Douglas Knight’s The Eschatological Economy is one of the most stimulating works of theology in recent years. It is also one of the densest. The density doesn’t come from difficult prose or lack of clarity, but from the sheer profusion of insights and ideas, and from Knight’s determination to leave the reader to wrestle out things for himself rather than spell out every connection.
One of the themes of this rich book is the way Western theology has given priority to the biblical story of creation and fall over what Knight insists is the more over-arching story of Scripture, the story of human maturation: “We need to make Irenaeus’s account of the growth of Adam the main story and to tell Augustine’s account of the fall only as its subplot.”
Later, Knight returns to this theme: “The Adam believed in by the Western history of secularization is the individual who cannot make his choice stick. He can only continue to choose and choose again, such that he can never actually decisively choose anything, be satisfied by his choice, and let it inform his future. He cannot finish any act and be ready for another. The biblical story of the fall and separation of humankind from God, divorced from humanity;s place in the evangelical narrative, has become the foundation story of the West . . . . The Western tradition, for which Kant is now representative, teaches that everything is subsequent to, and constituted by, the fall of Adam. Yet the Adam who fell thereby ceased to be the first and constitutive Adam. A second Adam has become the source and beginning of Adam’s race.”

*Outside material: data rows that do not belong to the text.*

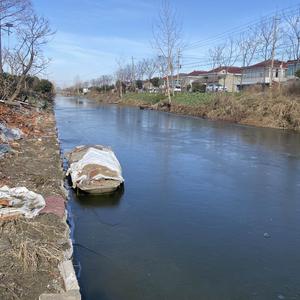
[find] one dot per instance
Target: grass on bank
(270, 108)
(190, 99)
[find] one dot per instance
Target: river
(209, 210)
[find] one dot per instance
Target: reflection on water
(199, 197)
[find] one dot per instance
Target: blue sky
(92, 34)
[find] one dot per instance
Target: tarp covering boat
(94, 169)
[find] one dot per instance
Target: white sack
(21, 201)
(94, 156)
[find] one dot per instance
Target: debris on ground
(4, 148)
(31, 249)
(19, 201)
(9, 134)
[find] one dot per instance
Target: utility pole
(1, 66)
(275, 20)
(133, 73)
(178, 65)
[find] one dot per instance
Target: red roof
(197, 73)
(268, 63)
(292, 62)
(233, 70)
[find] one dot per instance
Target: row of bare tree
(28, 34)
(276, 37)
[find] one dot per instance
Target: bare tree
(230, 56)
(27, 55)
(12, 12)
(248, 46)
(292, 34)
(167, 38)
(150, 67)
(216, 55)
(269, 38)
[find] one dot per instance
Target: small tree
(167, 39)
(297, 73)
(155, 81)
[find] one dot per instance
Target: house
(292, 67)
(227, 77)
(262, 73)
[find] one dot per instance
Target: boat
(94, 169)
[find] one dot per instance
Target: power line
(289, 11)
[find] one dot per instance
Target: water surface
(198, 198)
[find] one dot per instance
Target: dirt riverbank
(31, 249)
(261, 109)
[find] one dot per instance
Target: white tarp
(102, 157)
(20, 201)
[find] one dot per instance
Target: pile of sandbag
(20, 201)
(8, 135)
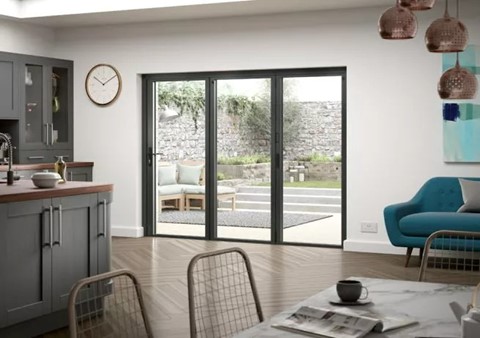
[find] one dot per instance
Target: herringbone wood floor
(284, 274)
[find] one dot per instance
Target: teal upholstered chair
(434, 207)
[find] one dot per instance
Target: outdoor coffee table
(223, 194)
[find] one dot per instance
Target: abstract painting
(461, 118)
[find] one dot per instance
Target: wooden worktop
(43, 166)
(24, 190)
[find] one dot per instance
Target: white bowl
(45, 179)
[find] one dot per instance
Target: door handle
(47, 139)
(51, 134)
(50, 218)
(60, 225)
(50, 227)
(104, 225)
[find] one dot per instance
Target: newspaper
(340, 323)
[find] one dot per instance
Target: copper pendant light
(397, 23)
(458, 83)
(447, 34)
(417, 5)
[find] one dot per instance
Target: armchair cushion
(425, 223)
(167, 174)
(471, 195)
(172, 189)
(189, 174)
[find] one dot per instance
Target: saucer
(338, 301)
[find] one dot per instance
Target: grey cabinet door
(73, 256)
(25, 260)
(9, 70)
(104, 231)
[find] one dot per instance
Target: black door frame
(276, 153)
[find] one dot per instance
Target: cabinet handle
(49, 243)
(50, 210)
(60, 225)
(104, 226)
(51, 134)
(48, 132)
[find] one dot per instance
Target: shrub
(240, 160)
(315, 158)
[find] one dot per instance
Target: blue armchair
(434, 207)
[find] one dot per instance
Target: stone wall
(331, 171)
(319, 131)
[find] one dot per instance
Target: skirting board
(372, 247)
(123, 231)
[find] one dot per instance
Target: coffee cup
(351, 290)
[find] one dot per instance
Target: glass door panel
(60, 105)
(243, 159)
(179, 149)
(312, 143)
(34, 126)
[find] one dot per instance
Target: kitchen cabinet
(79, 174)
(36, 107)
(76, 171)
(9, 68)
(46, 245)
(46, 124)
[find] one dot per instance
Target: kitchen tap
(6, 139)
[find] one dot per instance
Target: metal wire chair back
(451, 257)
(222, 294)
(108, 305)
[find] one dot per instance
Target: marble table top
(428, 303)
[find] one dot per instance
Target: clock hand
(103, 84)
(109, 79)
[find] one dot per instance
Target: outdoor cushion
(172, 189)
(425, 223)
(470, 195)
(189, 174)
(201, 190)
(225, 190)
(167, 174)
(194, 189)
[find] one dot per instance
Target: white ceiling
(57, 13)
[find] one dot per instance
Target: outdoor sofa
(442, 203)
(182, 183)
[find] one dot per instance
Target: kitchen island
(49, 239)
(76, 171)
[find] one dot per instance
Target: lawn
(310, 184)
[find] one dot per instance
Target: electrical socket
(371, 227)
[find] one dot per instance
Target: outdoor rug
(248, 219)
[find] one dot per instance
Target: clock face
(103, 84)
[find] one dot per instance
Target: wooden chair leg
(409, 254)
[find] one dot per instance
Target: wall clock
(103, 84)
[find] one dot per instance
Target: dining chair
(451, 257)
(222, 294)
(108, 305)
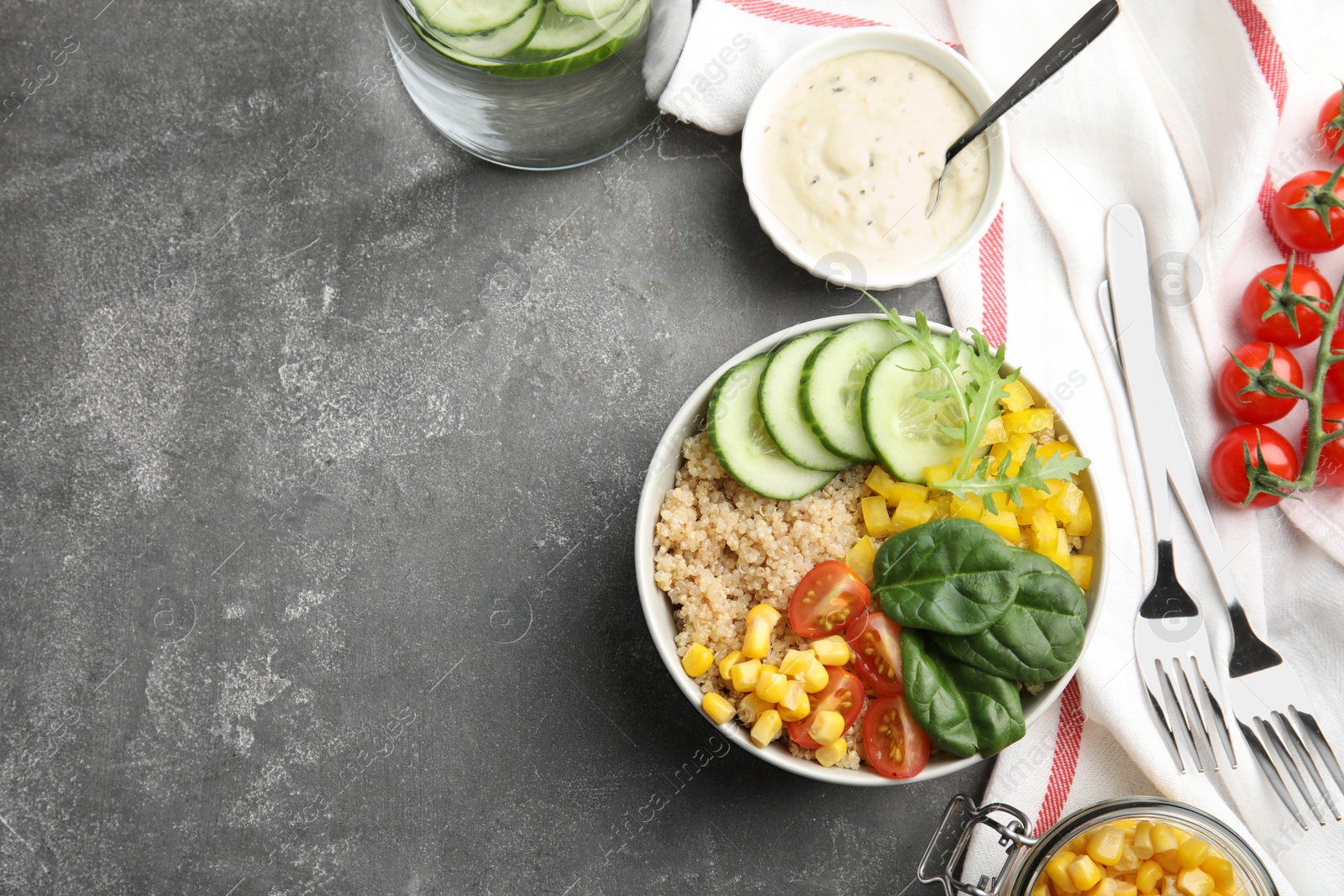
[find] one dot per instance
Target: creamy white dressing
(851, 150)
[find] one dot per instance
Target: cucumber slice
(589, 8)
(832, 385)
(906, 430)
(470, 16)
(561, 35)
(780, 409)
(491, 45)
(743, 443)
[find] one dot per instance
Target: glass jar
(546, 90)
(1026, 856)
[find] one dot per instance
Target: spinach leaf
(934, 700)
(949, 575)
(1041, 634)
(992, 705)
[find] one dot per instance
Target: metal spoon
(1074, 40)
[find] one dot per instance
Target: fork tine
(1187, 694)
(1267, 765)
(1176, 711)
(1305, 759)
(1323, 746)
(1281, 752)
(1215, 711)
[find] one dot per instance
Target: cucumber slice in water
(589, 8)
(831, 390)
(491, 45)
(470, 16)
(743, 443)
(906, 430)
(780, 406)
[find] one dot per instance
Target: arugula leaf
(951, 575)
(936, 703)
(1032, 474)
(1042, 633)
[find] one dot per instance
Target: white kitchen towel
(1193, 112)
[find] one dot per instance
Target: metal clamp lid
(940, 862)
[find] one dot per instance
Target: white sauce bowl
(658, 607)
(842, 268)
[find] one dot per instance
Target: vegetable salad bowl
(659, 610)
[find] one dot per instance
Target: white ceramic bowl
(840, 268)
(658, 607)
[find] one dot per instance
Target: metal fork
(1267, 696)
(1171, 641)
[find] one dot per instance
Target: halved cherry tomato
(1278, 327)
(1330, 125)
(875, 641)
(1330, 468)
(1227, 468)
(893, 743)
(827, 598)
(1257, 407)
(1308, 211)
(843, 694)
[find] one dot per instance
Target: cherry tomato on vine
(1330, 468)
(1257, 407)
(1270, 291)
(1227, 466)
(1330, 123)
(1308, 211)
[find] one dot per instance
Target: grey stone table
(319, 452)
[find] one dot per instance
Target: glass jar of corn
(1137, 846)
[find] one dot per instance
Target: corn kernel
(1164, 839)
(860, 557)
(1018, 398)
(1106, 846)
(832, 652)
(1005, 524)
(745, 674)
(1193, 853)
(816, 678)
(756, 644)
(696, 660)
(752, 707)
(1084, 872)
(827, 727)
(1222, 872)
(796, 661)
(1193, 882)
(832, 752)
(1148, 875)
(766, 728)
(995, 432)
(795, 703)
(875, 516)
(1058, 871)
(727, 663)
(772, 685)
(1079, 567)
(1144, 840)
(717, 707)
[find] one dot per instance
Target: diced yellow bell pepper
(875, 517)
(1003, 523)
(696, 660)
(911, 513)
(1018, 398)
(717, 707)
(995, 432)
(860, 557)
(1028, 421)
(1079, 567)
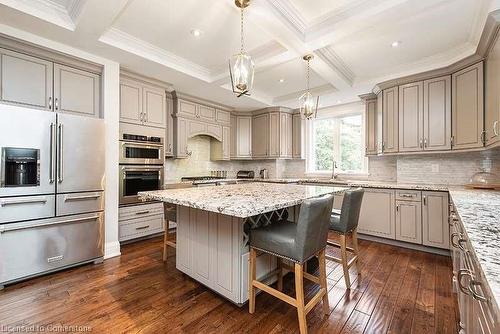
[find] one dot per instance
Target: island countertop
(242, 200)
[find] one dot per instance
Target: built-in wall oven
(136, 178)
(143, 150)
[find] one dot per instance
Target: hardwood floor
(398, 291)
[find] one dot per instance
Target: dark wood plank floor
(397, 291)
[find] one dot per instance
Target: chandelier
(308, 104)
(241, 65)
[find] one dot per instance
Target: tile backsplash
(447, 168)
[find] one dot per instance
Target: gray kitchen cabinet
(379, 123)
(221, 149)
(130, 101)
(243, 138)
(437, 114)
(154, 106)
(180, 137)
(26, 80)
(492, 94)
(409, 221)
(297, 137)
(390, 120)
(274, 135)
(285, 135)
(206, 113)
(467, 108)
(377, 215)
(411, 117)
(370, 127)
(76, 91)
(169, 129)
(260, 136)
(435, 219)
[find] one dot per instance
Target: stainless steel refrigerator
(51, 192)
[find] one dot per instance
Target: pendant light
(308, 104)
(241, 65)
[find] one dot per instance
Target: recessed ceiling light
(196, 32)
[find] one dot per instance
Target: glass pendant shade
(241, 69)
(308, 105)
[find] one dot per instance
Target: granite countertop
(241, 200)
(479, 212)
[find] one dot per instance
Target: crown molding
(50, 11)
(328, 55)
(129, 43)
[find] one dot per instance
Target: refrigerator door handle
(6, 228)
(6, 202)
(60, 169)
(52, 164)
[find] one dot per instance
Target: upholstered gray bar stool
(296, 242)
(345, 223)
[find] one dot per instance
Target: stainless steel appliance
(144, 150)
(51, 192)
(136, 178)
(245, 174)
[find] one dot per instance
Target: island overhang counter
(213, 226)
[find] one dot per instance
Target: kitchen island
(213, 226)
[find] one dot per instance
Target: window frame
(337, 112)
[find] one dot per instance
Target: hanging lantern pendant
(241, 66)
(308, 104)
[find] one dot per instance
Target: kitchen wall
(447, 168)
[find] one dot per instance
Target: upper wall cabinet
(37, 83)
(297, 137)
(76, 91)
(371, 127)
(492, 81)
(390, 123)
(425, 115)
(142, 104)
(272, 135)
(241, 137)
(467, 108)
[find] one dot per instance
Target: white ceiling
(351, 40)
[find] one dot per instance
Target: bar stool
(296, 242)
(169, 212)
(345, 223)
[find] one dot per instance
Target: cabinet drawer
(26, 207)
(140, 227)
(68, 204)
(137, 211)
(408, 195)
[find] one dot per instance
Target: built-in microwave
(134, 179)
(141, 150)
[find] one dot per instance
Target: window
(339, 139)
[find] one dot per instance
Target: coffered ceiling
(351, 40)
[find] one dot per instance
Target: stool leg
(343, 253)
(322, 281)
(165, 240)
(251, 277)
(280, 274)
(299, 291)
(355, 244)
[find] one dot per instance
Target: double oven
(141, 166)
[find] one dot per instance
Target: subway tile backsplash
(444, 168)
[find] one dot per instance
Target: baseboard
(403, 244)
(111, 249)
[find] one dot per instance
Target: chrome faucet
(334, 165)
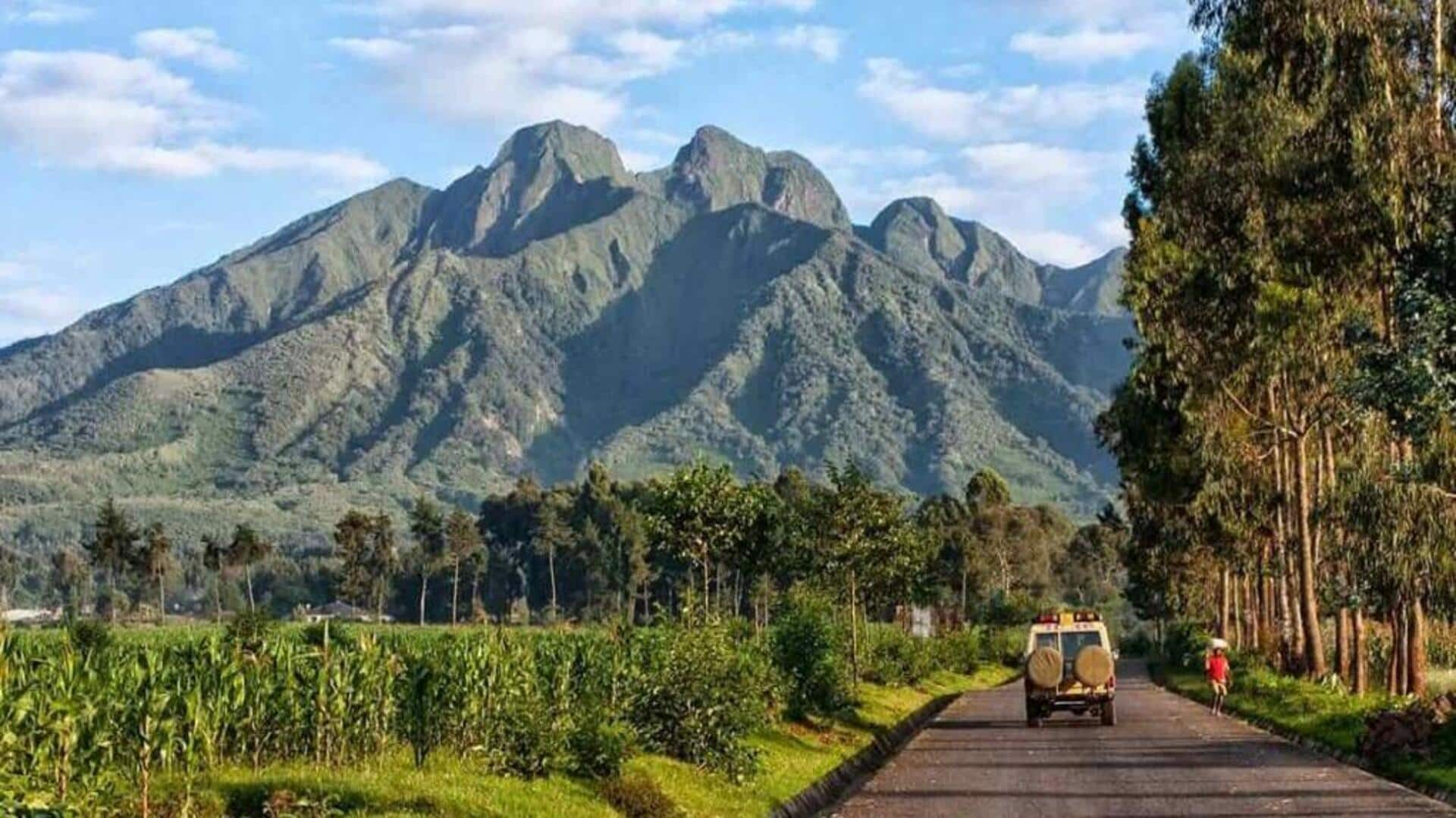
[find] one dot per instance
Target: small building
(341, 612)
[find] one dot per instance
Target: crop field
(261, 719)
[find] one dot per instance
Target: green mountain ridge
(555, 308)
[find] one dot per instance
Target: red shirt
(1218, 669)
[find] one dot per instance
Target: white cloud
(30, 303)
(1062, 249)
(1094, 31)
(963, 71)
(511, 61)
(641, 161)
(101, 111)
(42, 12)
(820, 41)
(1037, 165)
(526, 74)
(995, 112)
(1084, 45)
(1112, 229)
(194, 45)
(582, 14)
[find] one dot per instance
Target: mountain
(554, 308)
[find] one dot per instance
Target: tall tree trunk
(1238, 612)
(455, 594)
(854, 629)
(551, 569)
(1343, 645)
(1395, 675)
(1310, 601)
(1223, 603)
(1416, 650)
(1357, 658)
(248, 572)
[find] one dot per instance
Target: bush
(894, 657)
(960, 651)
(807, 645)
(599, 745)
(89, 636)
(1006, 645)
(638, 797)
(698, 694)
(1185, 644)
(249, 631)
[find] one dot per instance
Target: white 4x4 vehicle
(1071, 666)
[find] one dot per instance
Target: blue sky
(143, 140)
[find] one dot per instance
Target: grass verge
(794, 757)
(1324, 715)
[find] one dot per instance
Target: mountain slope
(552, 308)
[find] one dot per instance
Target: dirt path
(1166, 757)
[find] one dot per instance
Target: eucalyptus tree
(248, 549)
(427, 526)
(155, 561)
(215, 559)
(463, 544)
(112, 547)
(698, 512)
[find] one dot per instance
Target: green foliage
(808, 641)
(638, 797)
(88, 636)
(698, 696)
(897, 658)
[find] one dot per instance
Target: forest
(607, 550)
(1286, 436)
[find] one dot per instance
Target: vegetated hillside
(555, 308)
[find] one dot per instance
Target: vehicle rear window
(1075, 641)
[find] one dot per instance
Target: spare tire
(1044, 669)
(1092, 666)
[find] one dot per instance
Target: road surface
(1165, 757)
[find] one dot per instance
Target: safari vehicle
(1071, 666)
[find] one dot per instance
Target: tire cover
(1044, 667)
(1092, 666)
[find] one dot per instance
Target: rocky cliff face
(554, 308)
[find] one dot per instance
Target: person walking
(1216, 667)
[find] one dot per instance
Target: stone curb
(1315, 745)
(852, 773)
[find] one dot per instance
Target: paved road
(1166, 757)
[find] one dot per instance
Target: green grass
(794, 757)
(1326, 715)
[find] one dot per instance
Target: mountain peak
(717, 169)
(545, 178)
(582, 152)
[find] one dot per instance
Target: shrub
(807, 645)
(638, 797)
(894, 657)
(960, 651)
(89, 636)
(698, 694)
(599, 745)
(249, 631)
(1185, 644)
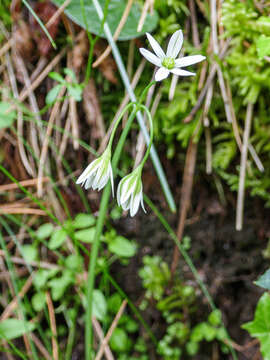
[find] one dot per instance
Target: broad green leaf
(57, 239)
(263, 46)
(83, 220)
(264, 280)
(260, 326)
(13, 328)
(115, 11)
(44, 231)
(52, 94)
(59, 285)
(29, 252)
(38, 301)
(122, 247)
(99, 305)
(74, 262)
(6, 117)
(85, 235)
(41, 277)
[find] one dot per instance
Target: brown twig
(110, 331)
(40, 347)
(186, 192)
(53, 325)
(6, 210)
(24, 183)
(44, 150)
(243, 164)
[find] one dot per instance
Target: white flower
(168, 63)
(98, 172)
(129, 192)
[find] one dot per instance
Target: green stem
(118, 121)
(151, 134)
(96, 242)
(141, 98)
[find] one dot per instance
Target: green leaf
(119, 340)
(29, 253)
(74, 262)
(75, 91)
(6, 117)
(99, 305)
(264, 280)
(59, 285)
(13, 328)
(215, 317)
(260, 326)
(44, 231)
(38, 301)
(57, 77)
(57, 239)
(83, 220)
(52, 94)
(41, 277)
(85, 235)
(263, 46)
(122, 247)
(115, 12)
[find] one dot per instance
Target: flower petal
(142, 204)
(181, 72)
(89, 181)
(155, 46)
(104, 179)
(111, 176)
(189, 60)
(135, 203)
(175, 44)
(118, 193)
(161, 74)
(150, 57)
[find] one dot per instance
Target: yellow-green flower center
(168, 63)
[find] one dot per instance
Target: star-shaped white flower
(168, 63)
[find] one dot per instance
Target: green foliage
(114, 14)
(14, 328)
(260, 326)
(74, 89)
(182, 337)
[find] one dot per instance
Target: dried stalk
(243, 164)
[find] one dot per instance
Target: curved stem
(141, 98)
(96, 242)
(151, 133)
(118, 121)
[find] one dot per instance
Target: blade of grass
(40, 23)
(124, 75)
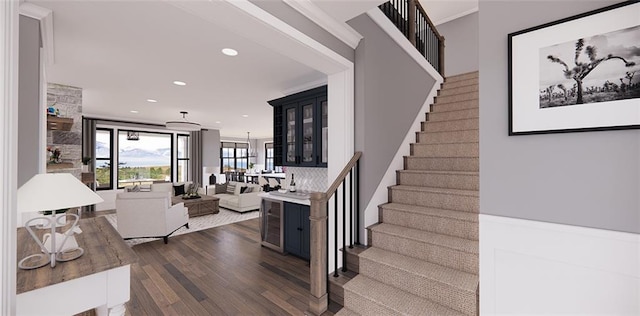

Taking Jesus’ parable of the two sons as an allegory of the history of two Adams, Knight writes (in a passage that shows the quicksilver movements of the book): “One son would not hear his father’s command, would not serve or receive the discipline that makes a good son. Like the kings of the earth, he would rather be served than to go work himself. This son is the individual, the product of the economy of modernity. There is no work that originates in the individual. His work may be credited to him only if it is built with God as master workman, thus only inasmuch as he does not work alone and is no individual. Otherwise he is building his house on sand, tearing down his barn to store what he will never live to enjoy, sowing for another man to reap. Nothing belongs to the individual, and his action brings him no gain. The belief that sacrifice is the violent act by which the individual wrests something from another individual, or by which on individual overcomes and consumes another, is the myth of Marduk and Tiamat. It is the myth that the Genesis account of creation refutes. One individual cannot propel another into being or motion. Human action, including sacrifice, cannot be understood as the action of propelling an inert other into action, thereby bringing something out of nothing.”